Lo más peligroso del camino era un pequeño tramo de carretera en el que había que mirar veinte veces antes de cruzar y una vez al otro lado, seguir el sendero hasta el lago.
El camino estaba cubierto de maleza y si no tenías cuidado podías arañarte las piernas.
— ¡No seas marrano!— me regañó Sol, cuando lancé por encima de su cabeza el palo del helado.
Refunfuñando, recogió el palo de madera y se lo guardó en el bolsillo del pantalón.
— El campo es un regalo, no tu basurero privado.
Un par de minutos después llegamos al lago. A un lado de la orilla había alguien pescando. Sol le saludo con la mano; pero este no le hizo el menor caso. Eso me animó, al fin conocía a alguien mayor que no se rendía ante los ojitos tiernos de Sol.
— Es algo huraño— afirmó la niña acercándose a la orilla. —Algún día, cuando esté de buen humor, le pediré que me cuente su historia.
— ¿Su historia? — pregunté.
— Todo el mundo tiene una historia que contar. Cosas de verdad, que no aparecen en los cuentos y que con el tiempo se olvidarán.

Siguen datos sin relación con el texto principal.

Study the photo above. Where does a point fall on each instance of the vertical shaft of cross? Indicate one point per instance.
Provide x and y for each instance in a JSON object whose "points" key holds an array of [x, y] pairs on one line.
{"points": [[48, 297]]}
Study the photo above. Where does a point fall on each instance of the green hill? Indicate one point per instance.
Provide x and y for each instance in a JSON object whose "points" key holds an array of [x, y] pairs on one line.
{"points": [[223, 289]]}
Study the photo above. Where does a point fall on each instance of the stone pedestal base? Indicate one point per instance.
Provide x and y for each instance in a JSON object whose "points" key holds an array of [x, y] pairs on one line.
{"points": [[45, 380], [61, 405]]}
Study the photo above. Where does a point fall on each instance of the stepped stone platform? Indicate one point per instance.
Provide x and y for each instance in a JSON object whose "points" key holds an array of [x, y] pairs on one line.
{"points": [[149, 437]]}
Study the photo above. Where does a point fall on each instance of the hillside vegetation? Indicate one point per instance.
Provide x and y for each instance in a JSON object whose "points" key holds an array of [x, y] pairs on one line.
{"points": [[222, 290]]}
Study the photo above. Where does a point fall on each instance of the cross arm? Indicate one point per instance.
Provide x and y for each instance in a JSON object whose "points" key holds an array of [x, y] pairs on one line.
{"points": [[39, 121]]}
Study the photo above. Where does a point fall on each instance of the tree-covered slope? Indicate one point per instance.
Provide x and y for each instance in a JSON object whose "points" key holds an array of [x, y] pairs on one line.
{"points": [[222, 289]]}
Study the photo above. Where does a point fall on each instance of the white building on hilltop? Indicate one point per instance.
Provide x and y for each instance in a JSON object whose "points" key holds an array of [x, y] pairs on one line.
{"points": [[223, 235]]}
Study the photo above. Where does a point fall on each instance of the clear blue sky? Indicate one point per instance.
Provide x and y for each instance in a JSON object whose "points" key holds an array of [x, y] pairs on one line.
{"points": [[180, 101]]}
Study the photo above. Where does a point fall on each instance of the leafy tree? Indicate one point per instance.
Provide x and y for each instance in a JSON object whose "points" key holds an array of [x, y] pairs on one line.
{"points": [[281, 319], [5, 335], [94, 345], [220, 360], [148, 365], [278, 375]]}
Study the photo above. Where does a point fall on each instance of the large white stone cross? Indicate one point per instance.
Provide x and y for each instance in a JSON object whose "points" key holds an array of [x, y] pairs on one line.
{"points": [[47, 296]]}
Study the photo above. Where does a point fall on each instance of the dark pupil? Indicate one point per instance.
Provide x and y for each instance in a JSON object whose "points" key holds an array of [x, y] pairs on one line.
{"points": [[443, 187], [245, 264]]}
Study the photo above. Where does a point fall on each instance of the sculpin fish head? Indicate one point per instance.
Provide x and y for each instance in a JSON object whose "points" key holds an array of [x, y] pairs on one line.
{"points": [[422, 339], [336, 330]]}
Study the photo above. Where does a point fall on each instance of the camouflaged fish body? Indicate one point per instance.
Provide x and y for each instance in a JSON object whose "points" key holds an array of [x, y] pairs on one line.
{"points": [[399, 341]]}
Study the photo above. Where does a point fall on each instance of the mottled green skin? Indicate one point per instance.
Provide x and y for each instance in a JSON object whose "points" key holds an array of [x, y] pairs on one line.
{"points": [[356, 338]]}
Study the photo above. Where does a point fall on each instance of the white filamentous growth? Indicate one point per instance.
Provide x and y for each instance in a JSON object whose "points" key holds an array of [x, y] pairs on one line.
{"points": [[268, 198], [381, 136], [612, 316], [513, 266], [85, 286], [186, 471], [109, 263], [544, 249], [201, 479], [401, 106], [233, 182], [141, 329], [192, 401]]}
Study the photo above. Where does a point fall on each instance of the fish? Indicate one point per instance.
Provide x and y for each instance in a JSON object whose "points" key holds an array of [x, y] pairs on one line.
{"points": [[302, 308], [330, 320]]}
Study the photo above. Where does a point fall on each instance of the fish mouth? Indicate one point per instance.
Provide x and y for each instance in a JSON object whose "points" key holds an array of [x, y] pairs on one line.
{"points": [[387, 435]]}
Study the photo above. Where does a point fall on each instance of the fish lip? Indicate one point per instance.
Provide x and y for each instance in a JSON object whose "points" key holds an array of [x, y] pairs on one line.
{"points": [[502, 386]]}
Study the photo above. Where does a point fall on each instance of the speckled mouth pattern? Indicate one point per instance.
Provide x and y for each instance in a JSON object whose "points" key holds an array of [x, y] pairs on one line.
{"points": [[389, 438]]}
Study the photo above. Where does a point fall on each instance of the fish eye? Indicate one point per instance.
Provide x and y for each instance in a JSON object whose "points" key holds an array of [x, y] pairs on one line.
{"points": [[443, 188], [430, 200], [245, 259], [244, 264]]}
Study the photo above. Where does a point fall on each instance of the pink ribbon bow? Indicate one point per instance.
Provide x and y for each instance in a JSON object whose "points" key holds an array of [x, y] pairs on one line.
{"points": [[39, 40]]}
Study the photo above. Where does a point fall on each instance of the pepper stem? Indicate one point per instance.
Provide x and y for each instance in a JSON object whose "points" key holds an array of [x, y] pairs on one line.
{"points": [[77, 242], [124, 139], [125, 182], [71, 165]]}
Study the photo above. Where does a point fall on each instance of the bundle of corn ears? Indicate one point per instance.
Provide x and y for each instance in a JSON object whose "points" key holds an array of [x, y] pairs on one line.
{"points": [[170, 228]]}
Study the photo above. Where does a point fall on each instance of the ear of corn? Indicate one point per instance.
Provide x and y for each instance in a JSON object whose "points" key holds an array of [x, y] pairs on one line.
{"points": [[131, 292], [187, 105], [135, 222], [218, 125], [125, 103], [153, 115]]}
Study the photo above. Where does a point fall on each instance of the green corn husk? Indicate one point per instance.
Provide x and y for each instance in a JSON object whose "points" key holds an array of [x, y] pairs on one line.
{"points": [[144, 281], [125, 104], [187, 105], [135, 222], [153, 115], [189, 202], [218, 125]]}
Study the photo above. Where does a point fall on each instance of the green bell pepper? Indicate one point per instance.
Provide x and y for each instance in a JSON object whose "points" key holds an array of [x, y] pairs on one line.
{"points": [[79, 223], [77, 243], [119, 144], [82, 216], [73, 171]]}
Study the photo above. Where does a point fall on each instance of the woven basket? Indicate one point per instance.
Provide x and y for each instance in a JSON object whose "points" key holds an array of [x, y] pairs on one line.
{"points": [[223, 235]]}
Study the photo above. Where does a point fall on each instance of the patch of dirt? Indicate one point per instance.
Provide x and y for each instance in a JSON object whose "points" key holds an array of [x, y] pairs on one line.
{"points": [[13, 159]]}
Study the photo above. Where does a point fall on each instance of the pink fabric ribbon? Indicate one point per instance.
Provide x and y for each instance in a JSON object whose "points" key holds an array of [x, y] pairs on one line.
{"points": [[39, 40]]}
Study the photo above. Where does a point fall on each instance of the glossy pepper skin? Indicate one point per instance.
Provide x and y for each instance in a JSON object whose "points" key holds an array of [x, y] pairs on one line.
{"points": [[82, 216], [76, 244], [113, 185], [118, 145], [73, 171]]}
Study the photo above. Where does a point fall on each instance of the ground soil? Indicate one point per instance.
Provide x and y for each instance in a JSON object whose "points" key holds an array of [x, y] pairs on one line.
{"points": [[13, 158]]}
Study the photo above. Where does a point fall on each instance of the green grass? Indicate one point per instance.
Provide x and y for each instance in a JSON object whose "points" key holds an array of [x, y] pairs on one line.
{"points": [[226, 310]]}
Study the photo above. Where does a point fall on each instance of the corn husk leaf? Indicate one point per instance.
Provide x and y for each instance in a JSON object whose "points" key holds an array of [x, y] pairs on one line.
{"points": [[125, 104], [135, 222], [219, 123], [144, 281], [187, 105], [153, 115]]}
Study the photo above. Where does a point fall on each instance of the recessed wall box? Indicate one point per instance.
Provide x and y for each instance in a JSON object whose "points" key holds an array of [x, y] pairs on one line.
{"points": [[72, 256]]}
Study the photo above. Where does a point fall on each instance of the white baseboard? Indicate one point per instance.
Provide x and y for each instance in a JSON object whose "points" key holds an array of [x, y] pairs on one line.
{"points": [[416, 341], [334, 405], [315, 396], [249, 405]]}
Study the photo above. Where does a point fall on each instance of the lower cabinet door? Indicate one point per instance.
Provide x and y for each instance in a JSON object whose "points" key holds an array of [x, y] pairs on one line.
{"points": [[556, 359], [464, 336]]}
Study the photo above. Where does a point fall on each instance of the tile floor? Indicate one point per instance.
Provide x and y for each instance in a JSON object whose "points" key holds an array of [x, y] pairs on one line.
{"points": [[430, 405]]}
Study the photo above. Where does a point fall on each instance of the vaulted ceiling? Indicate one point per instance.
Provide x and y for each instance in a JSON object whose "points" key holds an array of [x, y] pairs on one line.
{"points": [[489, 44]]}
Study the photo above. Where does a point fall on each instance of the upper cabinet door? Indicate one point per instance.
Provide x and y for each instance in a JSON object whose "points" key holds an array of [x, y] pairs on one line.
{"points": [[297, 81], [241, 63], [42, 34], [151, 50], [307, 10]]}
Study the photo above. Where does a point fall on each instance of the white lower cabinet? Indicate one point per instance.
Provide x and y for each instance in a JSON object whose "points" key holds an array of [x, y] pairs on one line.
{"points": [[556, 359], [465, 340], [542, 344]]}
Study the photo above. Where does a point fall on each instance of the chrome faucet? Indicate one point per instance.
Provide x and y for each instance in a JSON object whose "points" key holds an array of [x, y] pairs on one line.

Aprenderé mil historias y cuando sea mayor, se las contaré a todo el que me quiera escuchar. Así esos recuerdos nunca desaparecerán.
— ¡Menuda estupidez!— afirmé riéndome en su cara. — Nadie puede aprenderse de memoria tantas historias.
— Y no lo hago— confesó. — Si consigo que alguien me cuente una historia, la repito al menos diez veces para que cuando lleguen mis papás no se me olvide. Ellos se turnan para escribir en un cuaderno todo lo que les cuento. En eso papá Mario es el mejor. De mayor quiero escribir tan bien cómo él.
Confieso que sentí algo de envidia al escucharla hablar de uno de sus padres, lo hacía con tanto amor, respeto y admiración. Recordé que yo una vez también sentí eso:
— ¿Hacía ya tanto tiempo?
— ¡Mira André!— exclamó Sol, sacándome de mis pensamientos. — ¡Los peces! ¡Están bailando!
En ese momento, por algún motivo decidí dejar volar mi imaginación y creerla. Miré al lago y vi a los peces bailar. Parecían hacerlo al ritmo de una música que sólo ellos podían escuchar.
A pesar de que mi profesor de naturales aseguró a mis padres que no prestaba atención en clase (y los garabatos en los bordes del cuaderno le daban la razón…) la verdad es que algo debió de quedarse grabado cuando descubrí que podía reconocer a una de las especies.
— Ese es un Lucio— aseguré al ver su cuerpo alargado y escamas verdes. También reconocí a los pequeños Salinetes y Ruivacos. Iban en dos grupos y por su forma de nadar (o como decía Sol bailar) parecían que se estaban retando a pelear.
— Ese es mi favorito— me dijo señalando a un pez entre las rocas del fondo. Según como le iluminara el Sol, sus escamas cambiaban de color. Pasando del naranja al amarillo; pero lo más bonito era el tono turquesa del lateral que imitaba al color del mar. — ¿Sabes que ese pez se llama Sol? ¡Igual que yo!
Durante el camino de vuelta, me ofrecí a acompañarla a su casa. Intenté convencerme a mí mismo que lo hacía única y exclusivamente por mí. Para ganar más puntos con nana antes de la feria. Pero la verdad era que quería saber dónde vivía esta niña tan peculiar con la que, en contra de mi buen juicio y voluntad, me había empezado a encariñar.